Smallest, Shortest, Micro Movie

Using lenticular technology, Dutch director Anton Corbijn collaborated with actress Carice van Houten to make a one second film that was printed and screened across the Netherlands on of all things ... a postage stamp. The stamp has thirty frames of film footage and shows a woman standing in front of a windmill biting a man's finger. It was released in October 2010 and as far as I am aware the film has no name, and has not been reviewed by Roger Ebert.

The original inspiration being a stamp designed by Cas Oorthuys in 1951. Here is the storyboard inspiration for Anton's transformative Movarium ...
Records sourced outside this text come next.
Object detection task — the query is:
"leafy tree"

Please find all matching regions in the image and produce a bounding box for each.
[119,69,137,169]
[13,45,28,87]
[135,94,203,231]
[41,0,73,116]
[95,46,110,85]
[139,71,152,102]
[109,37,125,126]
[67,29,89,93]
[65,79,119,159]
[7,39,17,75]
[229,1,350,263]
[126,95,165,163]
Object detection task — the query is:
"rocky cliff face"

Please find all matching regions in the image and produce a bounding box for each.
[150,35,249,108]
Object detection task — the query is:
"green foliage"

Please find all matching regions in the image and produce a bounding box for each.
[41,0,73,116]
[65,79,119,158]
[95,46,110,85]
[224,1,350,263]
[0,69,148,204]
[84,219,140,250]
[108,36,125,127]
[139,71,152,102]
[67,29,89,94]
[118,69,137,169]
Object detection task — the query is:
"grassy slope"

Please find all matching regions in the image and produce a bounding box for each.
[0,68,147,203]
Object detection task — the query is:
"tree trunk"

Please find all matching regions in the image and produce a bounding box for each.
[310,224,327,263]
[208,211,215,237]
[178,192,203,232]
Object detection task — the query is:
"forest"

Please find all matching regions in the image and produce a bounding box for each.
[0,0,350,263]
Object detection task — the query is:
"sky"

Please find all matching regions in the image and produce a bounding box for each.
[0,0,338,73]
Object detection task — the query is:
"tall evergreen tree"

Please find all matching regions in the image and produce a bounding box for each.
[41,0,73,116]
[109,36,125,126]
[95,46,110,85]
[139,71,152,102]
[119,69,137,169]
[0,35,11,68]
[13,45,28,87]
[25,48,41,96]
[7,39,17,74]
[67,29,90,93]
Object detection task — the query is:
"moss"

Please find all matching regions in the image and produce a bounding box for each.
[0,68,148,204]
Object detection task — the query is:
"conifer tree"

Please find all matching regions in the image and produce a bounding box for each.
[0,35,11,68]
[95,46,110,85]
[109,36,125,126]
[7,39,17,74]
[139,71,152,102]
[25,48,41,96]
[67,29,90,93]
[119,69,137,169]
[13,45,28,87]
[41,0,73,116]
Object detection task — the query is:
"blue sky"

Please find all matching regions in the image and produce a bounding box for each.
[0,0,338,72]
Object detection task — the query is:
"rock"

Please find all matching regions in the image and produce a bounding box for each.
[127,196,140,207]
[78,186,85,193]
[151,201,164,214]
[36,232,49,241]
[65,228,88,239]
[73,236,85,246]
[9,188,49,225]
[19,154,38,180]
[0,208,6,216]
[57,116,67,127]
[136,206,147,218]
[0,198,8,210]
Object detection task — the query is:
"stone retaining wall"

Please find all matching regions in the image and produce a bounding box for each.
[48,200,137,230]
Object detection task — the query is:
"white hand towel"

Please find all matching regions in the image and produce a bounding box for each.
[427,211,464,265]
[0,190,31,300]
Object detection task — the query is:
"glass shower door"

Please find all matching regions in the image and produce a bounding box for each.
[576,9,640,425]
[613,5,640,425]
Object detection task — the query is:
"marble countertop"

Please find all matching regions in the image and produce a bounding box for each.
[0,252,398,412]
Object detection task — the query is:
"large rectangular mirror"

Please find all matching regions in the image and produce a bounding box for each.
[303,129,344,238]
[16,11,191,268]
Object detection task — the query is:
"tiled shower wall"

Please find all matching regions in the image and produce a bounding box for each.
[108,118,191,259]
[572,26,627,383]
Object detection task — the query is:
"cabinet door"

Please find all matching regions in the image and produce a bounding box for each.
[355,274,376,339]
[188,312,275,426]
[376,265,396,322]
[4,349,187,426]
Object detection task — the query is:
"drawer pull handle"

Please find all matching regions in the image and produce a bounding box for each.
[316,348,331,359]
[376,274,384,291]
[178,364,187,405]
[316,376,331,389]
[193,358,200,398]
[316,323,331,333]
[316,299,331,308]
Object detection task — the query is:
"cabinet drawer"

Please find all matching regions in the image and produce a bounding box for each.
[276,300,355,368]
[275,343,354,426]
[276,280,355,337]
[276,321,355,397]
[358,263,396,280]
Having done a quick reference hunt on the net, some lenticular resources you can research if this form of movie art takes your fancy are: Explain that stuff, Lenticular Movie Art (From Instructables), and Lenticular Printing. There's software that will assist but I think taking your project to a professional printing firm that does lenticular prints is the best bet for distribution. I'm not sure how you'd approach incorporating a soundtrack, perhaps in the framing? If sound was possible in Anton's movie, I wouldn't have the actress bite a finger, I'd instead have Carice fart and then have the windmill sails oscillate, but then that's just my Rabelais like ratiocination.

Below is Anton's one second micro epic.

1 second film on Dutch stamp by Anton Corbijn from KesselsKramer on Vimeo.

Note: The business Anton collaborated with (Kesselskramer) has a decidedly confusing web presence, on clicking on their links I ended up in some bizarre spots.